Opinion: Activists you Should Know in 2019
by Joe Thorpe
“…I only speak when I think it’s necessary. Now is one of those moments” — Greta Thunberg, TEDx Talk, Stockholm, November 2018.
In August 2018, then 15-year-old Greta Thunberg of Sweden took it upon herself to speak up about the world’s passivity toward global climate change. Thunberg, inspired by the Parkland student survivor-activists in Florida, designed herself to action.
Against her parents’ wishes and having failed to persuade any of her peers to join her, Thunberg alone skipped her 9th grade classes and sat in front of the Swedish Parliament building. She came bearing a sign, which translated to English read, “school strike for climate.” Thunberg also handed out leaflets to passerby reading, “I am doing this because you adults are shitting on my future.” Thunberg was demanding the Swedish government reduce carbon emission in accordance with the 2016 Paris Agreement on climate change.
Climate change is the result of human activity, mainly the production of polluting greenhouse gases, methane and nitrous oxide emissions. These gases cause a rise in global temperatures, which has catastrophic consequences to the planet and all life therein. The emissions mainly come from burning fossil fuels, livestock farming and whose effects are amplified due to increasing deforestation.
The alarm for climate change sounded in 1988 when James Hansen, a climate scientist, testified before the U.S. Senate that, “the greenhouse effect has been detected and is changing our climate now.” The overwhelming majority of peer-reviewed publishing scientists as well as the leading scientific organizations in the world agree that climate change is rapidly increasing.
Thunberg’s solo school strike gathered the world’s attention through her social media accounts and those of other prominent climate activist organizations.
In 2018, Thunberg addressed the United Nations Climate Change Conference. After which began, in what has been termed ‘The Greta Effect’, more organized climate change strikes by school children worldwide. The protests have become known as ‘Fridays for Future.’ Since then, it is estimated that there has been a school strike somewhere in the world every week. There have also been two organized, international multi-city protests, with over 1 million students participating.
Thunberg also gained support from politician Alexandria Ocasio-Cortez, UN Secretary-General Antonio Guterres and academics around the world.

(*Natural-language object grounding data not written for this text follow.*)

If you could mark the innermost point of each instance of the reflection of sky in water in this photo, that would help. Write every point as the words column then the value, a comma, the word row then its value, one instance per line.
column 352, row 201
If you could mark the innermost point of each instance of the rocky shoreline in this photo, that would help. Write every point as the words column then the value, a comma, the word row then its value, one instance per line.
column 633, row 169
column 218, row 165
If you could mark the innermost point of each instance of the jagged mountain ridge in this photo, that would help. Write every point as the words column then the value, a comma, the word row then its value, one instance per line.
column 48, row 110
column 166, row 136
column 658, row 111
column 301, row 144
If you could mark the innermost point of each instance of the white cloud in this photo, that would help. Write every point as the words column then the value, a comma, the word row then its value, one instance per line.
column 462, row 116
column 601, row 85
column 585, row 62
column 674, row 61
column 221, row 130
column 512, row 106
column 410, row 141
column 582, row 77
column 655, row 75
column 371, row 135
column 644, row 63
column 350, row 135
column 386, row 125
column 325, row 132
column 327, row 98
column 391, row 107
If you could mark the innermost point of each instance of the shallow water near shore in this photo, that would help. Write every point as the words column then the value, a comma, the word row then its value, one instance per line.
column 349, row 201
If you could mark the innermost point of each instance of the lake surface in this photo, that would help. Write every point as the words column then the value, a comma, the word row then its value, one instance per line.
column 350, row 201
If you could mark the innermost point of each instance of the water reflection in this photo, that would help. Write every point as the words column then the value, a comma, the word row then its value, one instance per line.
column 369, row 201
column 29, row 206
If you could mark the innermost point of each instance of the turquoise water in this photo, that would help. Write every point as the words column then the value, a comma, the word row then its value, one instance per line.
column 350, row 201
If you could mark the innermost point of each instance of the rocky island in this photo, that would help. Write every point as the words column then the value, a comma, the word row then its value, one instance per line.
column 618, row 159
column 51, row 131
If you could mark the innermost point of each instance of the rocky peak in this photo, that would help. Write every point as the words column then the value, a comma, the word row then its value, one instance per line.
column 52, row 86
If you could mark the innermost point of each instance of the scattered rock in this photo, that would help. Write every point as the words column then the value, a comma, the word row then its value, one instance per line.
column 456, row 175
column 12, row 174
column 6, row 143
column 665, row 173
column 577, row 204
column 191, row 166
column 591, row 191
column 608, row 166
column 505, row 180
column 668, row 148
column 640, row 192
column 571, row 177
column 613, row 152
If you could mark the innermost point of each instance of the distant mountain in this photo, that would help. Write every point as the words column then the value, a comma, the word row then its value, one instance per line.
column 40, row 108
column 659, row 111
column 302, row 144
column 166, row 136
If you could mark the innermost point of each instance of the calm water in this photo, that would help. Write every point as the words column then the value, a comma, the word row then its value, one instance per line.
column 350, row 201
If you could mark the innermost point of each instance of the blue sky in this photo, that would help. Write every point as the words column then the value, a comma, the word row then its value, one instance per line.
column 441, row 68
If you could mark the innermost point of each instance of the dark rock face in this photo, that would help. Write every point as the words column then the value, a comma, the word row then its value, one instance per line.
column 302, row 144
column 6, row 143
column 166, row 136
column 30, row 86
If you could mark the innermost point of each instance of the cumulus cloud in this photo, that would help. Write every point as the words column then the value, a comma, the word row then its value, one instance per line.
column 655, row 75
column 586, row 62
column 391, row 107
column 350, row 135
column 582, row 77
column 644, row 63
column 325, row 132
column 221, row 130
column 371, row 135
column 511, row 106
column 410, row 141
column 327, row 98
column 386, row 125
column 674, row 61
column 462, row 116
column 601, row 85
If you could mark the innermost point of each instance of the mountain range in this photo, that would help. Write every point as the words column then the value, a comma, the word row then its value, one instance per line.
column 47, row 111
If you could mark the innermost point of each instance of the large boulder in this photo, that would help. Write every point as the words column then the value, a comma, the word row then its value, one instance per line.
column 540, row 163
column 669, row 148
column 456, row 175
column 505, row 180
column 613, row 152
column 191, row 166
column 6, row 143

The 16-year old Thunberg is not without her critics, however. Those who have been labeled climate deniers are hyperbolic propagandists who speak, along with corrupt politicians, as the instruments of polluting manufacturing elitists whose interests lie solely on maintaining exuberant profit margins to the detriment of human and environmental costs.
Her critics claim that the world is too complex, that action to prevent climate change will prevent countries in poverty from gaining wealth and that Thunberg’s “radical positions antagonize our societies,” as claimed French President Emmanuel Macron, are the empty excuses of large corporations and politicians serving their own self-interests.
British businessman and political donor Arron Banks even went so far as to tweet, “freak yachting accidents do happen in August,” as Thunberg undertook a transatlantic voyage from Plymouth, U.K. to New York, to reduce the carbon emissions of air travel.
Thunberg, a 16-year old girl, has been the subject of public bullying by powerful political leaders such as Donald Trump, Vladimir Putin, various media outlets and internet keyboard-cowards. They mock Thunberg’s intelligence, appearance and even her Asperger’s syndrome, in an attempt to fill the eyes, ears and minds of the world with disinformation and propaganda.
Since Thunberg’s activism has spread, she has been nominated for or received over 17 different awards and honors. Thunberg was named one of Time magazine’s 25 most influential teens of 2018, and Thunberg was a nominee for the 2019 Nobel Peace Prize.
In 2019, Penguin publishing, in cooperation with Thunberg, released a collection of 11 climate action speeches given by Thunberg titled No One Is Too Small to Make a Difference.
“Our house is on fire… Solving the climate crisis is the greatest and most complex challenge that Homo sapiens have ever faced,” said Thunberg. “And on climate change, we have to acknowledge we have failed. The main solution, however, is so simple that even a small child can understand it. We have to stop our emissions of greenhouse gases.”
A brief summation of Greta Thunberg’s dedication and effect to climate change action would, even by a mighty pen, fail to impart upon its reader the power of speech held by this one child on a planet of 7.7 billion people.
“Adults keep saying ‘We owe it to the young people to give them hope,’” Thunberg goes on to say. “But I don’t want your hope. I don’t want you to be hopeful. I want you to panic. I want you to feel the fear I feel every day. And then I want you to act. I want you to act as you would in a crisis. I want you to act as if our house is on fire. Because it is.”
In the lexicon of human language there is but one word that utters the position of Greta Thunberg in our society—that word is hero.